¡Viva Cristo Rey!
Lo divino y lo humano se entremezclan, lo profano muestra lo sacro y Dios se hace presente donde menos lo esperas.
Hace unos días traducía el prólogo del Edipo Rey de Sófocles y no paraba de darle vueltas a lo que los cristianos celebramos este domingo, la fiesta de Cristo Rey. La tragedia surge en la Antigua Grecia como una suerte de liturgia presidida por un sacerdote del dios Dioniso, en ella se educaba al pueblo en los valores de la polis y se aprovechaba para celebrar el fin de los pesados trabajos en el campo. En Quas Primas, la encíclica que Pío XI dicta sobre la festividad de Cristo Rey, se señala la función que tienen las fiestas religiosas: «instruir al pueblo en las cosas de la fe y atraerle por medio de ellas a los íntimos goces del espíritu» (QP 20). Del mismo modo que la tragedia en Grecia, al hombre «le habrán de conmover necesariamente las solemnidades externas en los días festivos, que por la variedad y hermosura de los actos litúrgicos aprenderá mejor las doctrinas divinas».
La soberanía de Cristo sobre todo el género humano, crea o no en él, fue puesta de manifiesto por León XIII en Annum Sacrum: «bajo la potestad de Jesús se halla todo el género humano». Decía Pío XI, que Jesús es nuestro Rey no sólo porque nos haya creado, sino porque también se nos ha entregado totalmente para redimirnos (QP 12).

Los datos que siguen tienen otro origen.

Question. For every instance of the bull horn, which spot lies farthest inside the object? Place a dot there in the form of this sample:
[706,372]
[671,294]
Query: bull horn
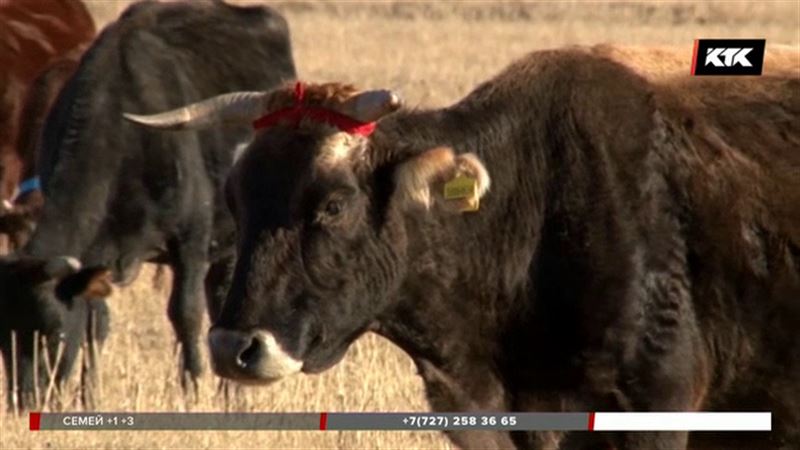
[236,108]
[61,266]
[369,106]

Este gobierno se manifiesta en varios campos: el espiritual, el temporal y el social e individual. Centrémonos en este último y recordemos la escena de nuestro Edipo. «Y si los príncipes y gobernantes legítimamente elegidos se persuaden de que ellos mandan, más que por derecho propio por mandato y en representación del rey divino, a nadie se le ocultará cuán santa y sabiamente habrán de usar su autoridad» (QP 18), esto es, que el rey bueno será aquel que se reconoce humano y siervo de Dios.
En Edipo Rey los ciudadanos y el sacerdote de Zeus se postran ante Edipo, rey de Tebas, para que cure la ciudad de cuantos males la asolan. Ellos se acercan a su rey corriendo hacia él, coronados con ramas de olivos, rebosando la ciudad de incienso y entonando peanes y lamentos. Edipo había librado a los tebanos del mal de la Esfinge y sus súbditos le estaban agradecidos, le rendían respetos y esperaban que siguiese obrando rectamente ante ellos. Este texto es muy curioso: el sacerdote y los ciudadanos rinden unos honores al Rey que sólo se le rinden a un dios. Sin embargo, sería descabellado pensar que un hombre religioso como Sófocles pretende divinizar en su obra a un mortal. Basta con escudriñar el texto para ver que al mismo tiempo que sucede lo dicho, se remarca que están en actitud suplicante ante el rey Edipo «sin llegar a compararte con los dioses ni yo ni estos jóvenes, pero sí juzgándote el primero de los hombres en desgracias en la vida y en le trato con los dioses» (v. 31-33) Y es más, Edipo es querido y respetado por su pueblo porque le ayudó no con sus propios medios, sino que «nos enderezaste la vida por la ayuda del dios» (v. 38). Edipo en este fragmento es el ideal de gobernante, es aquel que trata a los ciudadanos de manera familiar —les llama hijos en el primer verso de la obra—, como a hermanos en la fe y en la debilidad humana. No es Edipo quien gobierna ni es Edipo por quien encienden incienso y entonan peanes, es el dios el que mueve a Edipo y el que mueve el mundo. Le piden que entre en el corazón de Edipo para que gobierne con rectitud la ciudad y los libre del mal. Edipo es un gobernante querido y bueno porque es dócil con lo divino.
Es hermoso creer que tras todo lo bueno se esconde la faz de Cristo, la acción misteriosa de Jesús. Aunque no se hubiese hecho carne en aquel momento, existe desde el principio y su obra de redención no conoce los límites del tiempo, puesto que es Él el principio y el fin.